The Dow broke its 5 session, 4 record high advance yesterday closing down 77 points at 24,509. The S&P 500 fell 11 points, 0.41%, to 2,652 and posting its largest daily percentage drop since November 15th. Don’t panic amigos. Tuesday the index hit a record high. The Nasdaq dropped 19 points to 6,857. Equities recently, and even more so this past couple of weeks, are knee-jerking based upon every news report on the progress on the tax reform bill passing. Investors have taken equities to record highs betting the bill will pass, but are on edge about it. Yesterday the uncertainty of it passing increased with Senators Marco Rubio (FL), Mike Lee (Utah) and Bob Corker (TN) not yet coming out in support of the bill. Rubio actually came out in opposition expressing his displeasure because the bill left out an expansion of the child care credit. Senate Republicans can only afford to lose two votes and still pass the bill.

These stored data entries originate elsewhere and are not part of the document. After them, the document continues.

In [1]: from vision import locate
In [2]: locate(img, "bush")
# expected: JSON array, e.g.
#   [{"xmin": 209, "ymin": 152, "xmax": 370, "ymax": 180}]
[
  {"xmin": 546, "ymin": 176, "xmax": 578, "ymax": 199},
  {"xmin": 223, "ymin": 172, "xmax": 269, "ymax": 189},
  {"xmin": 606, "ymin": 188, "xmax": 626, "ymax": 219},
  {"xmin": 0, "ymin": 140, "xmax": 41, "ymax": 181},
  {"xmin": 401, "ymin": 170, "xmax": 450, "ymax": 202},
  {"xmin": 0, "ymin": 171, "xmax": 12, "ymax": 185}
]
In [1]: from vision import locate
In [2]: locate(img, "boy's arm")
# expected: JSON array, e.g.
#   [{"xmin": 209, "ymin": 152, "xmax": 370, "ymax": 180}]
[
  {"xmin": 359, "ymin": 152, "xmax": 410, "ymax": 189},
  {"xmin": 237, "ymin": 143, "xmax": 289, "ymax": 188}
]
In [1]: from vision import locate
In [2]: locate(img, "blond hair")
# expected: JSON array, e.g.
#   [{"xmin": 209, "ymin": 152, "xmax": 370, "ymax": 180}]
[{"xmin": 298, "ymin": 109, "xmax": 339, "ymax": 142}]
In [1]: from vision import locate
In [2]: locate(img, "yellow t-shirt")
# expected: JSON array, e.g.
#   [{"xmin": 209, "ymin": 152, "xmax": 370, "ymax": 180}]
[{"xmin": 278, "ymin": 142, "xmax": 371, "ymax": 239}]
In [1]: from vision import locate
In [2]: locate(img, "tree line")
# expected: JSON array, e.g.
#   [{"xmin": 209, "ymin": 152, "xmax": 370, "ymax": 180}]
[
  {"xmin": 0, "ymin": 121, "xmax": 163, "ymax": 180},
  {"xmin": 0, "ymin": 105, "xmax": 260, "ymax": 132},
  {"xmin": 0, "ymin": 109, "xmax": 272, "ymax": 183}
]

The economic data was mostly positive yesterday. Sales at U.S. retailers climbed 0.8% in November coming in at double the forecast. The flash U.S. manufacturing PMI for December rose to 55.0 from 53.9 in November. On the bearish side, the flash U.S. services activity index fell to 52.4 from 54.5 for the same months. However, the most important thing is that both indexes are well over 50.0 indicating growth
This morning is starting off well with the Dow up 89. With the holiday approaching volume will begin to fall which could lead to a choppy market.
Oil
• Prices stabilizing.
• IEA production report mixed.
After coming off 2 ½ year highs oil prices are stabilizing. After falling on Wednesday, prices bounced yesterday with WTI closing up 44¢ at $57.04 and Brent gaining 87¢ settling at $63.31. At the macro level prices are supported by the OPEC and Russia cuts of 1.8 million bpd through at least June as well as the shut-in of the North Sea Forties pipeline. On the bearish side, the U.S. oil production juggernaut continues. Yesterday the IEA, not our EIA, said they expect a 200,000 bpd global oil surplus in the first half of 2018 reverting to a deficit of about the same amount in the second half of the year stating that the market will be “closely balanced” for the year. They also said they forecast U.S. oil production to increase by 870,000 bpd next year, up from its November forecast of 790,000 bpd.
Per Reuters, investors are still pouring cash into shale producers. Hedge funds and private equity firms have given producers a range of new and traditional financial levers they can pull as needed to keep shale rigs running.
It’s chatter this morning with WTI up 22¢.
Courtesy of MDA Information Systems LLC
Natural Gas
• EIA storage report bullish.
• Prices flat.
The EIA released its weekly storage report yesterday stating 69 Bcf was withdrawn from U.S. storage fields last week. This was more than forecasts of 60 Bcf. However, the number wasn’t enough to get the bulls excited. January gas settled 3.1¢ lower at $2.684. Intraday January gas fell as low as $2.643, the lowest intraday level since the second half of February. The price action though was all in the first 2 months with all the other months, including the calendar strips, virtually unchanged.
Current storage levels are now 201 Bcf below where they were last year at this time and 27 Bcf below the 5 year average.
I’m not seeing much change in the weather forecast. The very cold weather remains just west of the major gas consuming regions of the country. Natty is up 1.8¢. Chatter.
Elsewhere
Yesterday the FCC in a 3-2 vote killed internet neutrality. On one side you had AT&T, Comcast and Verizon and the other side the likes of Google’s parent Alphabet and Facebook. The primary fear is that ISP’s will limit what you see by prioritizing one content provider over another or slowing a certain content providers internet speed down. ISP’s say they won’t block or throttle legal content but have stated they will engage in paid prioritization. They argue that the largely unregulated internet functioned well in the two decades before the 2015 order. Consumers are unlikely to see any changes, at least in the short term, but the smaller start-ups are worried the restrictions will drive up costs or their content being blocked.
Here’s one thing for sure. There will be protracted legislation. Those challenging the ruling will point to a law called the Administrative Procedure Act which says an agency like the FCC can’t be arbitrary or capricious, meaning that the FCC of 2017 will have to explain why it disagrees so completely with the FCC of 2015. The 2015 FCC put internet providers under the same “telecommunication services” regulatory framework as phone companies. The Title II rule gave the FCC clear authority to create net-neutrality protections. Over the last decade of net-neutrality politics, only one group has consistently done well: telecom lawyers.